"I never saw anything the least like it," she said.
"You wouldn't expect to see anything like it in India," her husband answered. "And you won't find many places like it in England. I should like a look at the stables."
He went out almost immediately and took the look in question, finding the result unexpectedly satisfactory. Walderhurst had lent him a decent horse to ride, and there was a respectable little cart for Hester. Palstrey Manor had "done them" very well. This was a good deal more than he had expected. He knew such hospitality would not have been shown him if he had come to England unmarried. Consequently his good luck was partly a result of Hester's existence in his life. At the same time there awakened in him a consciousness that Hester would not have been likely to produce such results unless in combination with another element in the situation,—the element of another woman who was sympathetic and had some power,—the new Lady Walderhurst, in fact.
"And yet, confound her—confound her!" he thought, as he walked into the loose box to look the mare over and pat her sleekness.
The relations which established themselves between Palstrey and The Kennel Farm were marked by two characteristic features. One of these was that Lord Walderhurst did not develop any warmer interest in the Osborns, and that Lady Walderhurst did. Having acceded to Emily's wishes, and really behaved generously in the matter of providing for his heir presumptive and his wife, Lord Walderhurst felt impelled to no further demonstration of feeling.
"I don't like him any better than I did," he remarked to Emily. "And I cannot say that Mrs. Osborn attracts me. Of course there is a reason why a kind-hearted woman like yourself should be specially good to her just now. Do anything you wish for them while they are in the neighbourhood. But as for me, the fact that a man is one's heir presumptive is not enough in itself alone to endear him to one, rather the contrary."
Between these two it is to be confessed there existed that rancour which is not weakened by the fact that it remains unexpressed and lurks in the deeps of the inward being.
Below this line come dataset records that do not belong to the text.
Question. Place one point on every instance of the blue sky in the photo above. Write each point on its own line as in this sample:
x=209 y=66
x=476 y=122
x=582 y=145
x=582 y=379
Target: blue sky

Walderhurst would not have been capable of explaining to himself that the thing he chiefly disliked in this robust, warm-blooded young man was that when he met him striding about with his gun over his shoulder and a keeper behind him, the almost unconscious realisation of the unpleasant truth that he was striding over what might prove to be his own acres, and shooting birds which in the future he would himself possess the right to preserve, to invite other people to shoot, to keep less favoured persons from shooting, as lord of the Manor. This was a truth sufficiently irritating to accentuate all his faults of character and breeding.
Emily, whose understanding of his nature developed with every day of her life, grew into a comprehension of this by degrees. Perhaps her greatest leap forward was taken on the day when, as he was driving her in the cart which had picked her up on the moor, they saw Osborn tramping through a cover with his gun. He did not see them, and a shade of irritation swept Walderhurst's face.
"He seems to feel very much at home," he commented.
Then he was silent for a space during which he did not look pleased.